Today's post is a bit scattered. I didn't really have a finished project to blog about, so I rounded up some random stuff from a couple different projects.
I did this quote for my lovely mother-in-law's birthday and while I'm happy with how some of it turned out (like the little flowers and vines on either side), there are some things I'd change if I took a second pass at it.
Then there are these orchid drawing/painting/study things. Orchids were harder to draw than I expected. :-/
And finally, I have these Fennec fox doodles for an illustration I want to do soon. I still haven't figured out how best to simplify and stylize them yet.
To be honest, none of this stuff is really my "best work". Some of it didn't turn out like I'd hoped and some of it just isn't finished.

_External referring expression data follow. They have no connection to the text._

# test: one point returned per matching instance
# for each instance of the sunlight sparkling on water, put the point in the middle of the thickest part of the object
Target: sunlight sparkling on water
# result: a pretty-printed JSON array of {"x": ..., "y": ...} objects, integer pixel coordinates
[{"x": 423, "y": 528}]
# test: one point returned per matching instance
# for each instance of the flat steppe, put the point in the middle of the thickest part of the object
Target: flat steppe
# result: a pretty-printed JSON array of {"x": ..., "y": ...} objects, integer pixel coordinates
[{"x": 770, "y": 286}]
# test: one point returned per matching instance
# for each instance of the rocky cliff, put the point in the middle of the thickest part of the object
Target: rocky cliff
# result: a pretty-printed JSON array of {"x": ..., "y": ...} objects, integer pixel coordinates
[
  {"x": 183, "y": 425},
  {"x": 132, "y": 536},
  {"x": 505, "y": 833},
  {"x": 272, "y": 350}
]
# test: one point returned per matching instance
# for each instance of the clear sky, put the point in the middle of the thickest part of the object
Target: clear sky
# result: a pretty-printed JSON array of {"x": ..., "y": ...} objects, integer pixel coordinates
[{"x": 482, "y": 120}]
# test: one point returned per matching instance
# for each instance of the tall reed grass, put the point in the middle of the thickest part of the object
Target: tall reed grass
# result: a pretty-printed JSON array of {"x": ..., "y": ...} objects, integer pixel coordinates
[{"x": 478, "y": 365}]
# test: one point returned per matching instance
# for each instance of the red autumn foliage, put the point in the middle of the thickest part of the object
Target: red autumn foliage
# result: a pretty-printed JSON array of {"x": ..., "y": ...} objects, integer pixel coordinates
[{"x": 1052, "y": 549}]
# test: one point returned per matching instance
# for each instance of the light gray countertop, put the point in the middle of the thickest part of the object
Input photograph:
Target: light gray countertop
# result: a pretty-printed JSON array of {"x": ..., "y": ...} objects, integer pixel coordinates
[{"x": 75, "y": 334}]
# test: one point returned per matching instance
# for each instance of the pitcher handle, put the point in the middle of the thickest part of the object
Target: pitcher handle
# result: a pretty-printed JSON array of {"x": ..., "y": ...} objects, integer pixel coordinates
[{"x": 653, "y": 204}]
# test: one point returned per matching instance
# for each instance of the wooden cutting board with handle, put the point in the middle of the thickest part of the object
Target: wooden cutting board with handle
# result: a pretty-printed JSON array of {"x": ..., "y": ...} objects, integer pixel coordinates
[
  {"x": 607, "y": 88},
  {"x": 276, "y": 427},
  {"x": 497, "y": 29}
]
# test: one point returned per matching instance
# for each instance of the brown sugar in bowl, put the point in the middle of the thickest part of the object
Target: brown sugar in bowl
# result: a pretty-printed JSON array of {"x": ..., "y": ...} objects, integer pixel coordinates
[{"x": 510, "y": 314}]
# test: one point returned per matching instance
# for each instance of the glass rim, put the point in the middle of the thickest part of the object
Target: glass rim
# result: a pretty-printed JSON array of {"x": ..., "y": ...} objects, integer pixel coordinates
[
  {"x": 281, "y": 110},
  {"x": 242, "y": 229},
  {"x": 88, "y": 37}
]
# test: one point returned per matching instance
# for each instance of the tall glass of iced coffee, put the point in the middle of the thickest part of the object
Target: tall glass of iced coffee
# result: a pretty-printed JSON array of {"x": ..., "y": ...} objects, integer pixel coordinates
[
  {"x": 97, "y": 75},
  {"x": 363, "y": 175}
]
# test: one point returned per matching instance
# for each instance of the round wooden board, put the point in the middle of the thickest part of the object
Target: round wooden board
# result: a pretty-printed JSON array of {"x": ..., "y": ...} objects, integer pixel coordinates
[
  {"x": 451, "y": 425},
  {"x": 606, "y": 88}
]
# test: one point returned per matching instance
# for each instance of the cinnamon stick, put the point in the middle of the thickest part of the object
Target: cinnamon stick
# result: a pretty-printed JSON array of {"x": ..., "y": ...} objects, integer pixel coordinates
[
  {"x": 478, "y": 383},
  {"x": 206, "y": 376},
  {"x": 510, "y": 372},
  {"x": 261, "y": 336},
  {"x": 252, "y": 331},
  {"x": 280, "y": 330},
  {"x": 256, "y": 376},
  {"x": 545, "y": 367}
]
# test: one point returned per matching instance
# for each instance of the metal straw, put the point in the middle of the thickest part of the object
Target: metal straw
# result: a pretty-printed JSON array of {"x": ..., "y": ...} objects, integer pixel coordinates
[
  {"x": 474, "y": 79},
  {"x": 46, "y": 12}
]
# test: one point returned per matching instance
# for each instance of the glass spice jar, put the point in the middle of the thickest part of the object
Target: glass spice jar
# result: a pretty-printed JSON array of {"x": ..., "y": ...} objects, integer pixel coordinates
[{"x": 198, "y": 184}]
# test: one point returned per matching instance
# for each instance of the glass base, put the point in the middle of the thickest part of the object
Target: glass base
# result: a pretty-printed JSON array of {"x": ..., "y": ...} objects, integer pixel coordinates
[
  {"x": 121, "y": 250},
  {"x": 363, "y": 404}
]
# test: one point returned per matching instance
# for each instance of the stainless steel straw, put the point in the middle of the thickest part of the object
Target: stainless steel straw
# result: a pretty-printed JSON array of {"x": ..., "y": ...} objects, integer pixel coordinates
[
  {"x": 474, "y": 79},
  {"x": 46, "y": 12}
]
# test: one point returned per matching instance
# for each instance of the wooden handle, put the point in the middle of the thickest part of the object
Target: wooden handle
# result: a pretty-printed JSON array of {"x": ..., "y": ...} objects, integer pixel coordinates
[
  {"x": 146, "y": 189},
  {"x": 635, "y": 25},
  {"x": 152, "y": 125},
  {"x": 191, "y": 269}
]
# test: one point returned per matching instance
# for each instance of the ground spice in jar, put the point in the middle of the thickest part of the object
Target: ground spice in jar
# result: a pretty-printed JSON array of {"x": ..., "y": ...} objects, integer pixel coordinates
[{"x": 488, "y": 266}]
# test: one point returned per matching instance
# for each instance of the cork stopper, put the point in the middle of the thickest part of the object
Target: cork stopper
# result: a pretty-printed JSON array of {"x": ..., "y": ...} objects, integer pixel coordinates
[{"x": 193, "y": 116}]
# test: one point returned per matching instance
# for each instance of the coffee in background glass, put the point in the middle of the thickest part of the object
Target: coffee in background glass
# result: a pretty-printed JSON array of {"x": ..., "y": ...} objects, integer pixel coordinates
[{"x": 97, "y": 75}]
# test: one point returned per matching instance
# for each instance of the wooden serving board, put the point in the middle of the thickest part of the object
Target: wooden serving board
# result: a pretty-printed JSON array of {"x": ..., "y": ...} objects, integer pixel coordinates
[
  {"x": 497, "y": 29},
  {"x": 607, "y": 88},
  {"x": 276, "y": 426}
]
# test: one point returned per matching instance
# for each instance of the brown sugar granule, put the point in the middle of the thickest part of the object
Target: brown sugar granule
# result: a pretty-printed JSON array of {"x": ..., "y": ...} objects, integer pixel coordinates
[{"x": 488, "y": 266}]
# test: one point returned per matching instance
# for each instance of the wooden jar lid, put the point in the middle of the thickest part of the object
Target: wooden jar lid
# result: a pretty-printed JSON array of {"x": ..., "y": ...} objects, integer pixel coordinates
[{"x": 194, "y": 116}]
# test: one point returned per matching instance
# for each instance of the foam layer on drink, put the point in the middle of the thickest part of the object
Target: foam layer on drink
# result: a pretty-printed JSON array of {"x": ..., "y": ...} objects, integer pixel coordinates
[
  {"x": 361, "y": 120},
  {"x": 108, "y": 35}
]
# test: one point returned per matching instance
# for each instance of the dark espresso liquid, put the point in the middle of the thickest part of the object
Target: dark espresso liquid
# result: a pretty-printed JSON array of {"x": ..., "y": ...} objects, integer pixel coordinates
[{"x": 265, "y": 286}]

All of it came up short.
In some ways, coming up short is almost worse than failing epically. When your failure is undeniably spectacular, you're almost forced to laugh at it and move on so you don't get pulled into a crushing cycle of despair and hopelessness. And
then there's all those quotes by famous people about how failing is
good for you, ect. (Personally, I wish there were more
quotes by famous people who said “Yeah, failing stinks. I get it.)
But when you don't fail epically, when all your efforts are almost,
but not quite, something you can be proud of, that's when it's hard. Then, your work is simply mediocre, lukewarm, and forgettable. And, even if other people think what you did was good, you still have to a gnawing sense of disappointment in yourself.
But the truth is, some days are just mediocre. That's a part of the art making process. And when those days come, it's just as important to show up and try our best as it is on the days when life is wonderful. Maybe even more so.
So, even though today wasn't my best day, I'm determined to show up and keep trying. Because eventually, all that trying, all that mediocrity will add up to something good and make the slow, tedious journey 100% worth while.